Con todo este primer párrafo hizo Cristiano, al inicio del segundo tiempo, un gurruño de papel que la papelera engulló. Es a lo que reducen los genios las sesudas consideraciones de los que hacemos como si supiéramos algo de fútbol. Yo he dejado aquí ese primer párrafo como muestra -patética pero sincera- de mi propia mortalidad. Algunos estamos en esta existencia para especular torpemente sobre la Historia mientras otros la hacen. Entre estos últimos destaca un señor de Madeira al que algunos odian con todo el poder de su corazón, acumulando así razones para odiarse a sí mismos un poco algún día. Si saben que a su retirada se rendirán ante él, ¿por qué no empiezan a rendirse ya? Sería más noble y decoroso.

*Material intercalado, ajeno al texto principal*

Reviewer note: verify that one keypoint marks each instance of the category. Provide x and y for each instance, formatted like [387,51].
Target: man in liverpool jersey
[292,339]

Cristiano hizo Campeón del Mundo a su equipo con un lanzamiento de falta que no estaba en el guión. Ninguna jugada a balón parado lo está, ni siquiera para Dios, que incide solo en la fluidez del juego. En los tiros de falta (y solo en ellos) habita el libre albedrío del ser humano. También el de los semidioses, esos que modifican el curso de los ríos, aun de los que (no) transcurren por el desierto.

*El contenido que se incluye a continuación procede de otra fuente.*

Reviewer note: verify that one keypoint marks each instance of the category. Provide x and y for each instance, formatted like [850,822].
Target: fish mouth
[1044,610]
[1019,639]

Los franceses llaman al orgasmo la pequeña muerte, y hay quien dice que en el más prosaico y menos provechoso lance del estornudo morimos de modo infinitesimal. En el golpeo de esa falta, en cambio, en esas pocas centésimas de segundo propiamente dichas, el Madrid fue resucitado. No solo ganó sino que empezó a jugar bien no a base de dejar de jugar mal, sino a base de dejar de jugar igual. Cristiano obró el ensalmo con ese tiro que se abrió paso, que se abrirá paso para siempre, en la barrera del Gremio.

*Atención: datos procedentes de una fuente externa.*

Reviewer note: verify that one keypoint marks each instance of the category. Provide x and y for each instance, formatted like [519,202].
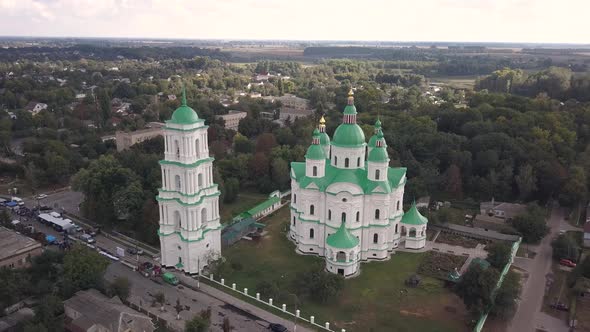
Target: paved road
[142,287]
[528,315]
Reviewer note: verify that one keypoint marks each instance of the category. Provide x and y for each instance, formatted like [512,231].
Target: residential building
[501,209]
[35,107]
[91,311]
[232,119]
[127,139]
[346,202]
[16,250]
[190,229]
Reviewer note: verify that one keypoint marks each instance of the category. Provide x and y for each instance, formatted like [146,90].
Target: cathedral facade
[347,203]
[190,230]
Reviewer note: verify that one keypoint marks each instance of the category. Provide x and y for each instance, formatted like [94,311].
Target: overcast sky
[564,21]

Gracias a esa cita con la gloria de Cristiano, convenientemente consumada, se desató la versatilidad que debería caracterizar el juego del Madrid siempre, y así volvió a marcar en contragolpe espléndido aunque injustamente (creo) se anulara el segundo gol del portugués. Así, también, llegó el casi-gol de Bale y un placido deslizarse de los minutos en pos de un título pequeño en sí mismo, si se quiere, pero grandioso como parte del mejor año de nuestras vidas.